4C offers a variety of discretization techniques and numerical tools to its users: FEM serves as 4C’s main approach for spatial discretization, while extensions such as CutFEM (for fluid, solid, or FSI problems for example) or IGA using NURBS are available for selected problem types and applications. Time-dependent problems can be tackled with various implicit and explicit single- and multi-step methods. To enable meshtying of non-matching grids, a tool box for mortar coupling is available (with example applications in different physics, e.g., solid and contact mechanics, fluid flow, FSI, or lithium-ion cells). To support the development of physical models, constitutive laws are collected in a unified framework to enable interoperability with abstract FEM evaluation routines.
4C implements a series of single-physics modules: While problems in solid mechanics can also encompass contact conditions and multi-point constraints, structural models range from trusses over geometrically exact beam models (and beam interaction effects) to shell elements. For flow problems, 4C comes with an incompressible Navier–Stokes solver (including different turbulence models), low-Mach number flows, or two-phase flows. For biomedical applications, reduced order models for flow in arteries or airways are available alongside suitable Windkessel models. Finally, solvers for transport of scalar fields such as heat or chemical concentrations are available.
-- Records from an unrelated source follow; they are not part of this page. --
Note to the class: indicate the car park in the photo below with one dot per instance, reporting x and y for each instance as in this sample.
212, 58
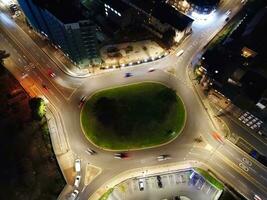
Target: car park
151, 69
179, 53
141, 184
45, 87
242, 166
254, 126
128, 74
77, 181
163, 157
246, 161
51, 73
256, 197
90, 151
81, 102
73, 195
159, 182
77, 165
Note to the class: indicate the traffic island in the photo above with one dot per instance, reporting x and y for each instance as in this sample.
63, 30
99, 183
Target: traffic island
135, 116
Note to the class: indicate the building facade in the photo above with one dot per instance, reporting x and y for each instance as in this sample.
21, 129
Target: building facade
75, 36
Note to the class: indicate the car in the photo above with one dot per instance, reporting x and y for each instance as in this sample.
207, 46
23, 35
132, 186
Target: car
45, 87
244, 167
256, 197
51, 73
163, 157
77, 181
246, 161
159, 182
151, 69
121, 155
73, 195
128, 74
77, 165
90, 151
81, 102
179, 53
141, 184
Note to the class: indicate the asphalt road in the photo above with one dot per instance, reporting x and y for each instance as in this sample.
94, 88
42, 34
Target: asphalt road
64, 93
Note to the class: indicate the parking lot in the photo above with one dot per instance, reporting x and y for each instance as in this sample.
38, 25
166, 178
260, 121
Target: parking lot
172, 185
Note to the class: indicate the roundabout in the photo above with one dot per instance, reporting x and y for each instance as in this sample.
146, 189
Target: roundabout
136, 116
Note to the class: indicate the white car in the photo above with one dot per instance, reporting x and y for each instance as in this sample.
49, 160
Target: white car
73, 195
179, 53
77, 181
77, 165
244, 167
163, 157
141, 184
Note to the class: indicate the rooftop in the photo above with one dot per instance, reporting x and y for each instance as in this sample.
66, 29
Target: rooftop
67, 11
163, 12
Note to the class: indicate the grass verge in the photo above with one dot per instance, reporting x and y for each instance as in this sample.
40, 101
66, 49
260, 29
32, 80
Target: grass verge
209, 178
134, 116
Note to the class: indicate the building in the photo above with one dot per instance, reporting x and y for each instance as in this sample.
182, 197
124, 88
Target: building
203, 6
198, 6
64, 25
157, 17
238, 68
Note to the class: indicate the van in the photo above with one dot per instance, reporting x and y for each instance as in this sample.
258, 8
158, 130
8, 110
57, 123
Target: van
141, 184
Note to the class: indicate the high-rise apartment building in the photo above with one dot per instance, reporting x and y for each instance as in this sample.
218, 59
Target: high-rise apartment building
65, 26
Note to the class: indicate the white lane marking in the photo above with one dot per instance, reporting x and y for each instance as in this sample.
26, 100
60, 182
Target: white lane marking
230, 174
229, 152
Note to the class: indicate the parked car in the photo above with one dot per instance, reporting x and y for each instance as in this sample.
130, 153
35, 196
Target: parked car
179, 53
163, 157
77, 165
128, 74
121, 155
77, 181
246, 161
244, 167
73, 195
81, 102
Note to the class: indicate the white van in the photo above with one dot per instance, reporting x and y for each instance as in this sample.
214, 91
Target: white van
141, 184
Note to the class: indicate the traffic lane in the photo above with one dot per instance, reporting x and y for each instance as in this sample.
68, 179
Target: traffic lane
236, 179
227, 171
36, 54
254, 169
252, 137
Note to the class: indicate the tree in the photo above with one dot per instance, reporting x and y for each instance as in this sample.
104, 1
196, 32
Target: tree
38, 108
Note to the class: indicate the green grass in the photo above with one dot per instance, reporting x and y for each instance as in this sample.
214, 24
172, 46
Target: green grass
106, 194
134, 116
209, 178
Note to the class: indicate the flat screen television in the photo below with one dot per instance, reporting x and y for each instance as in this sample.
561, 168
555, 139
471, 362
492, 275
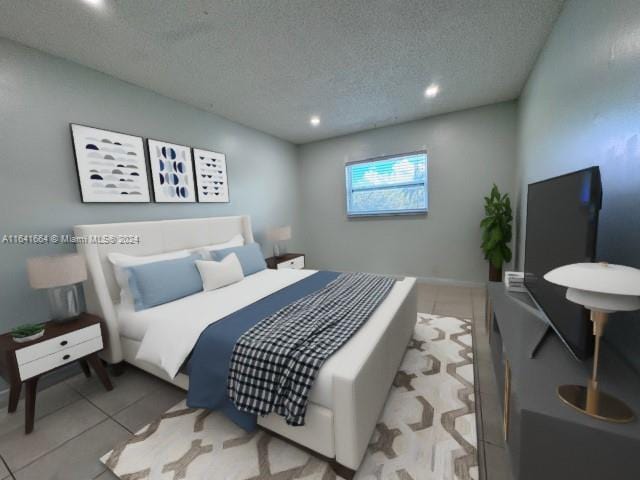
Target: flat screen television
562, 227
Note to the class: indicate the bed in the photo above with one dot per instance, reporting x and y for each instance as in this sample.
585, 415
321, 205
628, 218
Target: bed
351, 388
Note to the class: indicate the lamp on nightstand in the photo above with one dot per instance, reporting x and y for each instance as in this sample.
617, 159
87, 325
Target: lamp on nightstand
277, 235
601, 288
60, 275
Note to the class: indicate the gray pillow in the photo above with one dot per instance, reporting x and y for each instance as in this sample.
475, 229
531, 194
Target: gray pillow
250, 257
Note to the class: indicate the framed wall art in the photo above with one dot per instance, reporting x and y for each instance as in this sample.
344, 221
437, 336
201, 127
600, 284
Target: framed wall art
111, 166
172, 172
211, 176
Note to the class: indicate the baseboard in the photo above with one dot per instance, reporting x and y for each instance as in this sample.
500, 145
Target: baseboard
450, 282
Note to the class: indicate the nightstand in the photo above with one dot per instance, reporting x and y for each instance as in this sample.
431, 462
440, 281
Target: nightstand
62, 343
288, 260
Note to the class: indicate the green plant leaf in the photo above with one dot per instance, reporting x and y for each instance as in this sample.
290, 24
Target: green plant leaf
496, 227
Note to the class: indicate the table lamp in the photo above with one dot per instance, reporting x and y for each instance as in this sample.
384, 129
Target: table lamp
277, 235
60, 275
602, 288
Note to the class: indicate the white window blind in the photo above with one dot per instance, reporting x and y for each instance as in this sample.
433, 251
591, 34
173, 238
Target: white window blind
387, 186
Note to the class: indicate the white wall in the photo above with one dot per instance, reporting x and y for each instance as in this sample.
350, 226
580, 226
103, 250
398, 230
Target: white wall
467, 151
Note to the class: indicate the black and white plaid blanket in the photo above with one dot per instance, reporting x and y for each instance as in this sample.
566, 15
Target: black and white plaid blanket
274, 364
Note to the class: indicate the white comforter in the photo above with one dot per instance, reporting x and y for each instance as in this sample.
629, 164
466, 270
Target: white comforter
172, 335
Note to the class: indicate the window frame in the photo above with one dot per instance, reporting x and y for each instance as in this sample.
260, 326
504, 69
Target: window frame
387, 213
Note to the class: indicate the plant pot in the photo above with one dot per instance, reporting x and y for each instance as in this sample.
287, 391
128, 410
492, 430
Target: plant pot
495, 274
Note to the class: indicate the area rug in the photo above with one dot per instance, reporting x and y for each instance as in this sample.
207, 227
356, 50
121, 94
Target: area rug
427, 430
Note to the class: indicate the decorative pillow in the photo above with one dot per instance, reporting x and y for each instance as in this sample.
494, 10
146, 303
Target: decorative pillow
220, 274
236, 241
153, 284
120, 261
250, 257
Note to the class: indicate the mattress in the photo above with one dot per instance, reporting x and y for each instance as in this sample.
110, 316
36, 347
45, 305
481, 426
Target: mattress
133, 325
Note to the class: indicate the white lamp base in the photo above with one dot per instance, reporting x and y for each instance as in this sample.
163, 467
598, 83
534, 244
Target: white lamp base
596, 404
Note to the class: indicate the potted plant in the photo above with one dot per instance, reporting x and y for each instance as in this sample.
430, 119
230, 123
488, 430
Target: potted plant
27, 332
496, 232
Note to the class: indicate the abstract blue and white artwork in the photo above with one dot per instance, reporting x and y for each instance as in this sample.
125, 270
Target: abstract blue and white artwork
211, 176
172, 172
111, 166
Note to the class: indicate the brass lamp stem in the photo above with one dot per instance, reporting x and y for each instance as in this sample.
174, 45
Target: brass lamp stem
599, 320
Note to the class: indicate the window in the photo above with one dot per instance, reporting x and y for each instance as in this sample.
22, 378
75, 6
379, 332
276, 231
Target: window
387, 186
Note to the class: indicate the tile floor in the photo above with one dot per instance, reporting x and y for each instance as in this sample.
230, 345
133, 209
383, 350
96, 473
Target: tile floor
77, 421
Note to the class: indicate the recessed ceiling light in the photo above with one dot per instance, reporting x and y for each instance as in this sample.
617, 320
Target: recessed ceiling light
432, 90
95, 3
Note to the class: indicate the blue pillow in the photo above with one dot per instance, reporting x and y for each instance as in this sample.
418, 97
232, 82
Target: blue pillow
250, 257
162, 282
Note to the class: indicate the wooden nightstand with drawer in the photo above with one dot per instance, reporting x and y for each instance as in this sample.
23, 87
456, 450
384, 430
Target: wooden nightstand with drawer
288, 260
77, 340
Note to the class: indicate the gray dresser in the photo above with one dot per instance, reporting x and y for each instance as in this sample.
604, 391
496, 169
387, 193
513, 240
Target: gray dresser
545, 438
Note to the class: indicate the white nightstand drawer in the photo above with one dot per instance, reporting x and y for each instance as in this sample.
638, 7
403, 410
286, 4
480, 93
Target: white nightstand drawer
71, 354
297, 262
62, 342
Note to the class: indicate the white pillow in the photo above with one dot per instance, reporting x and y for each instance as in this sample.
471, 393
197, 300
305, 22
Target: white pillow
236, 241
120, 261
220, 274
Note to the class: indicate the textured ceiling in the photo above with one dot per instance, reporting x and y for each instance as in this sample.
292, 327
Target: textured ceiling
270, 65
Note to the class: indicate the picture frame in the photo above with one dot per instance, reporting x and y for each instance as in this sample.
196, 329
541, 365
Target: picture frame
111, 166
210, 169
171, 172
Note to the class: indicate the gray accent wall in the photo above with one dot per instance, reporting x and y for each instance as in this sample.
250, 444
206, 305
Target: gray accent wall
581, 107
41, 94
467, 151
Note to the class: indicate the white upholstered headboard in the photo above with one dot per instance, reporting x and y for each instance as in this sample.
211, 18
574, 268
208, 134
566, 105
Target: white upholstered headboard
101, 290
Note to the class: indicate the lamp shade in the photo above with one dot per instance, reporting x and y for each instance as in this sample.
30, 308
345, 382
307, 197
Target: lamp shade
279, 234
599, 286
56, 271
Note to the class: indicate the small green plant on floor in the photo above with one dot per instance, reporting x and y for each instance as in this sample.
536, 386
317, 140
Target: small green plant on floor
26, 330
496, 231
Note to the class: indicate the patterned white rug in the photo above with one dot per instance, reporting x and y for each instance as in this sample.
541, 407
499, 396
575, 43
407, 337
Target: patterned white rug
427, 430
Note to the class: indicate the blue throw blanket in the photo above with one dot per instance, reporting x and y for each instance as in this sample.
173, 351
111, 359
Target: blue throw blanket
275, 364
208, 366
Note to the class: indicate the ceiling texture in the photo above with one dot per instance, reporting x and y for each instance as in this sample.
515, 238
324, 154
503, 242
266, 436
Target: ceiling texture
271, 65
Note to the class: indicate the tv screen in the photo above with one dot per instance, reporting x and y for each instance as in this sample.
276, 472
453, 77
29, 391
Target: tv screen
562, 225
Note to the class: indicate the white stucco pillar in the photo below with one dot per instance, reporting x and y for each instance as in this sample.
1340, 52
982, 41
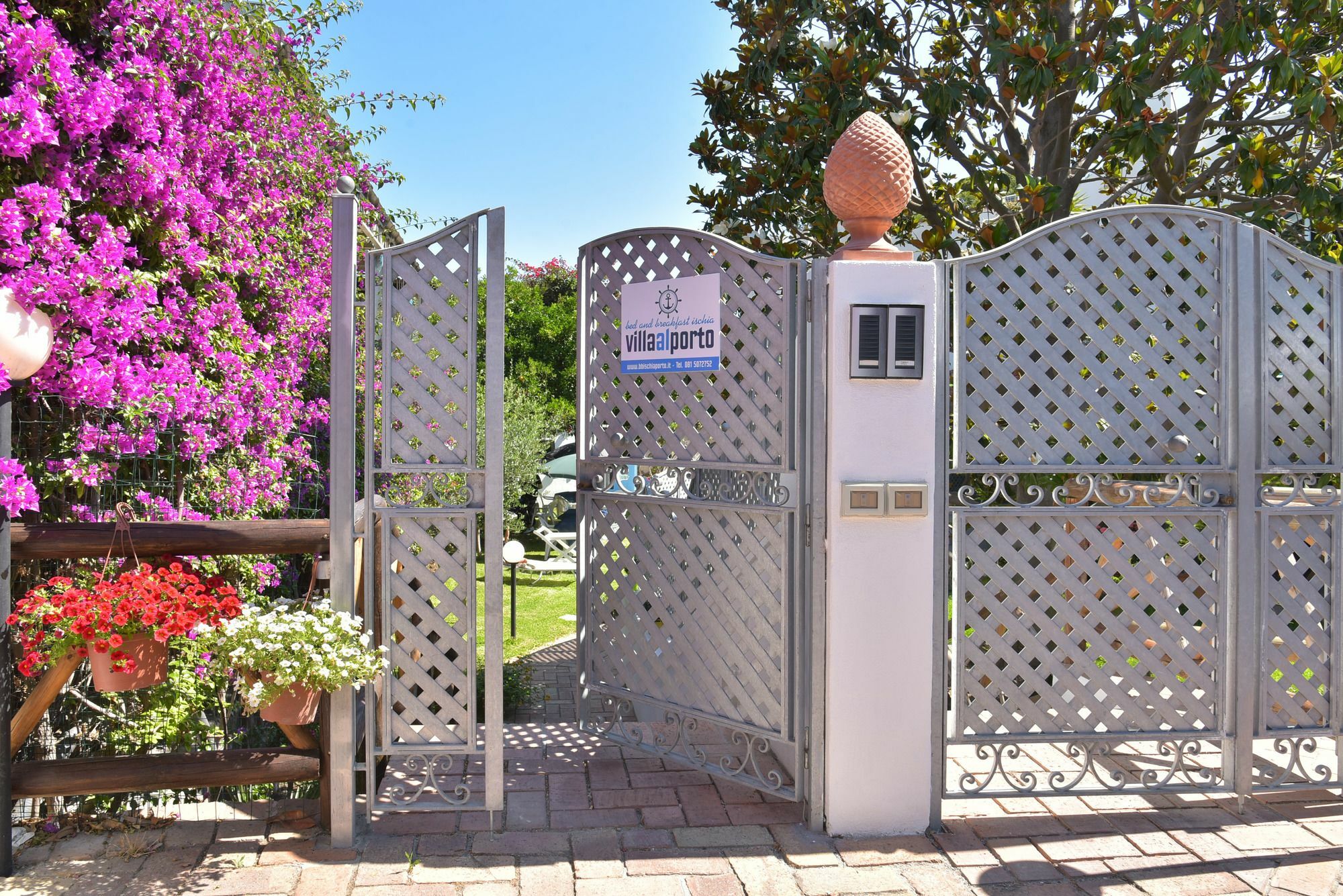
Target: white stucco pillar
880, 569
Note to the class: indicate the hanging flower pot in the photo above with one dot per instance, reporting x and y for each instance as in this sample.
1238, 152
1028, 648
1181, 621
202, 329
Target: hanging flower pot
295, 706
140, 662
122, 621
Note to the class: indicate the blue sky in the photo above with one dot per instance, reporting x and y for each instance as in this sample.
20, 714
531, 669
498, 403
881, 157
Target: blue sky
575, 115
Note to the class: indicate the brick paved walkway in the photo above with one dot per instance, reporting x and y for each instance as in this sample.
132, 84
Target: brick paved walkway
586, 819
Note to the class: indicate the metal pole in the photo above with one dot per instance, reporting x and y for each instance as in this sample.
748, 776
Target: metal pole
344, 227
6, 664
512, 601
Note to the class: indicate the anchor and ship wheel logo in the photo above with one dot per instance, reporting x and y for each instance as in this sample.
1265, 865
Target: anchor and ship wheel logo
668, 302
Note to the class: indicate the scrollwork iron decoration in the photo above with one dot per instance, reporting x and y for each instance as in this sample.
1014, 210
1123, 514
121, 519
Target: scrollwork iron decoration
1301, 487
433, 768
725, 486
1293, 749
1180, 752
1101, 490
1089, 756
754, 744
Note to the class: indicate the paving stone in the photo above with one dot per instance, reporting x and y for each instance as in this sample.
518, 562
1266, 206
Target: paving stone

With the intent to study multi-physics phenomena, 4C builds upon its single-field solvers to implement partitioned and monolithic multi-physics solvers for surface- and volume-coupled problems. In surface coupling, existing capabilities from the solid and structural mechanics module are coupled to incompressible fluid flow, resulting in partitioned and monolithic FSI solvers using an arbitrary Lagrangean-Eulerian (ALE) description for deforming fluid domains with scalable multi-level solvers, monolithic solvers for fixed-grid FSI based on CutFEM, or partitioned approaches for fluid-beam interaction. In volume-coupling, multi-field problems such as thermo-solid interaction (TSI), scatra-thermo interaction (STI), solid-scatra interaction (SSI), or porous media are available.